What are the benefits of the Moore’s Reserve?   It means that if you live in or travel into the South Downs NP at night you would be able to see star filled skies, weather permitting, from most locations. You may also see the Milky Way and shooting stars.   From the more remote spots within the confines of the Reserve itself, such as Iping Common, the Trundle etc, photographers can practice astrophotography without traveling to exotic locations.    In short it increases the tranquillity of the Park, which was one of the original objectives in its creation.

Tony Jones

Speaker Peter Buckroyd of Farnborough Air Sciences Trust - Rotary 17th  July 2014

Peter, a good friend of several members, gave us a splendid illustrated history of aviation as displayed in the Museum.

The Museum records and celebrates Farnborough’s central role in the UK’s aviation history – from the mid-19th Century until the closure of the facility in 1993. The Grade 1 and 2* listing of the central buildings (and their three wind tunnels) prompted the setting up of the Trust (Peter is a Trustee) and the establishment of the museum.
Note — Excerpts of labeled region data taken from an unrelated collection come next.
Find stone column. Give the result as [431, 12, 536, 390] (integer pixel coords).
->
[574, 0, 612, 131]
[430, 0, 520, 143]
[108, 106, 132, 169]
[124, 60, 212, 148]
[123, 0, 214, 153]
The Royal Aircraft Establishment at Farnborough over-saw the full range of developments from the pioneer Samuel Cody; World War 1 and 2 aircraft; Whittle’s jet engine; supersonic flight including Concorde; on the way it dealt with many other issues including Air Accident Investigations eg Comet. Fundamental to all of this were the Wind Tunnels.

The museum has free entry, is open at weekends and maintained solely by volunteers. There is something for all from small children to their grandparents!